Demis Hassabis argues that open models like Gemma are strategically important for edge devices and that multimodal systems such as Gemini provide a long-term advantage for robotics and real-world assistants. He says inference will remain constrained by physical bottlenecks even as it gets cheaper, so efficient use and agent swarms will matter. The conversation then shifts to science: AlphaFold, Isomorphic Labs, and the idea of a virtual cell as a future breakthrough in biology. Hassabis frames AI as the ultimate tool for science, recommends founding teams that combine deep technical and domain expertise, and explains that the best frontier problems resemble massive combinatorial search spaces with clear objectives and enough data or simulators.
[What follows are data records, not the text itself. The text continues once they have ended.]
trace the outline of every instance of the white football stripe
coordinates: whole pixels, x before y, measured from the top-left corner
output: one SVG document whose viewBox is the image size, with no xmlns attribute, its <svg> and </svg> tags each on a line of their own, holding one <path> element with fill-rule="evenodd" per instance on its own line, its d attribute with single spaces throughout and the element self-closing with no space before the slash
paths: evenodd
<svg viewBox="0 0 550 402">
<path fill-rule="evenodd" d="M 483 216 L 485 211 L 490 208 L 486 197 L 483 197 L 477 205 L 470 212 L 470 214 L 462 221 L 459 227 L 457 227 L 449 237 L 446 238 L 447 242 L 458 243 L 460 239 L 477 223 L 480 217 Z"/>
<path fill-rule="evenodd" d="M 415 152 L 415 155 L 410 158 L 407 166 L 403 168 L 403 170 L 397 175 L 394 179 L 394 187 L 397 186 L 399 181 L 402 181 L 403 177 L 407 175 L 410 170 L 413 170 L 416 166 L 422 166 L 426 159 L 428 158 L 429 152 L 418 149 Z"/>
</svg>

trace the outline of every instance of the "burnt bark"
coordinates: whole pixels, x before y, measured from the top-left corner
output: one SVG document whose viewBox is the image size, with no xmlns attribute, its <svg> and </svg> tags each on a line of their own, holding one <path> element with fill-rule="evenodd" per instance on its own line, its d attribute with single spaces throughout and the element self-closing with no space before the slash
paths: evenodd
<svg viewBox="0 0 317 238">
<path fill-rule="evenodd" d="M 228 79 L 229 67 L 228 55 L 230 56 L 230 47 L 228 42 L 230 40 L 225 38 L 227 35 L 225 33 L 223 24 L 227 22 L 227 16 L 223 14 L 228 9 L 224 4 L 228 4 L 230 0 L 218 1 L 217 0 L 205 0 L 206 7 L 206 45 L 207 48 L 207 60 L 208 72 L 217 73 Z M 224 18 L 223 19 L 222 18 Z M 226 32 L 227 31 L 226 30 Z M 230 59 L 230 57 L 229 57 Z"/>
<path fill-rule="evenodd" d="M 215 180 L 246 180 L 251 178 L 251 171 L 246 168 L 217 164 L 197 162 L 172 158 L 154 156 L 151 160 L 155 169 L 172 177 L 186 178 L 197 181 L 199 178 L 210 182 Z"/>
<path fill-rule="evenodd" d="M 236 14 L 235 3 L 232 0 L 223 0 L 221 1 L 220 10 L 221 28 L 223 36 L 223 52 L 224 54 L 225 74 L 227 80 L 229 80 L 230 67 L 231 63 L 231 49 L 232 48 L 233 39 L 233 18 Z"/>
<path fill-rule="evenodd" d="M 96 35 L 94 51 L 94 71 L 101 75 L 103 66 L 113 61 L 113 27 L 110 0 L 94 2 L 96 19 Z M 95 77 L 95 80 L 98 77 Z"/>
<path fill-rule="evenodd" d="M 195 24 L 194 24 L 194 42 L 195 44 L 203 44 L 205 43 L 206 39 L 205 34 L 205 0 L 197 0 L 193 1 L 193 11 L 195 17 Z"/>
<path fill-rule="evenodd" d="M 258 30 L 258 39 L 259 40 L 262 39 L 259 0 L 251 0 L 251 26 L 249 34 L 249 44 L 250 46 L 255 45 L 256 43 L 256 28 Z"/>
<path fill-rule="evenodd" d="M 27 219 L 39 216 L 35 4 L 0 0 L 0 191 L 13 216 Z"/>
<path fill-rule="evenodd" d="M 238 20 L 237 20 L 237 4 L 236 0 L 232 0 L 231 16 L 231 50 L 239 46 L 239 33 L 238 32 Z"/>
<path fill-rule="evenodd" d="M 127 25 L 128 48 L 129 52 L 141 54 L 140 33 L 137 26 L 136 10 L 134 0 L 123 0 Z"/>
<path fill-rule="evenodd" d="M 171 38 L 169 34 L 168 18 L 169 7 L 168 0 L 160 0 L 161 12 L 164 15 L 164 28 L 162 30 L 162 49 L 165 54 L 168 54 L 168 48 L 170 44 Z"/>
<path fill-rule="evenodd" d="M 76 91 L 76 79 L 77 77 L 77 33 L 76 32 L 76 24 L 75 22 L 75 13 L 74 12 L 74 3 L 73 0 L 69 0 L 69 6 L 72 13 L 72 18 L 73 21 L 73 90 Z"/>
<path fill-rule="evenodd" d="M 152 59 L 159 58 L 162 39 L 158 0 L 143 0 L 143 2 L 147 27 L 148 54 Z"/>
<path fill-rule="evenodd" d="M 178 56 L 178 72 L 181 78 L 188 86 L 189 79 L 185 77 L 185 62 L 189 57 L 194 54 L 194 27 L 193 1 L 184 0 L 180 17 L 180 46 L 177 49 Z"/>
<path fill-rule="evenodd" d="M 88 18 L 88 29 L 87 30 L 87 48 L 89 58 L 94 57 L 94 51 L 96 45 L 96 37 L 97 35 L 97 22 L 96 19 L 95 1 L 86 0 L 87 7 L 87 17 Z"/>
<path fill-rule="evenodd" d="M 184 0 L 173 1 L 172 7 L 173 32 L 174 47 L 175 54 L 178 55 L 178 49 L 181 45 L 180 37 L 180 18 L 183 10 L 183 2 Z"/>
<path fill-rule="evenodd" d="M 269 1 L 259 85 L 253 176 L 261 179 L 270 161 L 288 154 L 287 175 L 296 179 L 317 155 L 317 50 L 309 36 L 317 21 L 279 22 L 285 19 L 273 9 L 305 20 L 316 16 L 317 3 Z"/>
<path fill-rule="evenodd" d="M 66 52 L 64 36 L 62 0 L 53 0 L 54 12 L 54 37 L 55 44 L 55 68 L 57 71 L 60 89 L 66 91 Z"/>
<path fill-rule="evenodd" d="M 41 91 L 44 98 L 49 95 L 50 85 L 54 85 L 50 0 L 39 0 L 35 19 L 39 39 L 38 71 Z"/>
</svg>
He closes by discussing scientific reasoning in AI, the possibility of AI generating novel hypotheses, and advice for builders to think seriously about AGI arriving mid-journey.

Open models are especially important for edge use cases like Android, glasses, and robotics.

Gemma is positioned as a competitive open model and part of a broader strategic open-source commitment.

Gemini’s multimodal design is presented as a core long-term advantage for robotics and assistants in the physical world.

Even if inference gets much cheaper, physical bottlenecks and Jevons-style demand expansion mean efficient use will still matter.

AlphaFold is presented as the template for AI-driven scientific breakthroughs: combinatorial search, clear objective, and enough data or simulator support.

A virtual cell is described as a long-term goal, with a virtual nucleus as an intermediate step.

Hassabis sees AI as the ultimate tool for science and expects major impact across materials, medicine, climate, and mathematics.

Founders should combine AI expertise with deep domain knowledge; interdisciplinary teams are especially defensible.

Current systems are close to scientific reasoning, but not yet producing genuinely novel discoveries or hypotheses at the level of major scientific leaps.

Builders should account for AGI arriving during a long deep-tech journey and design tools that can work with future general systems.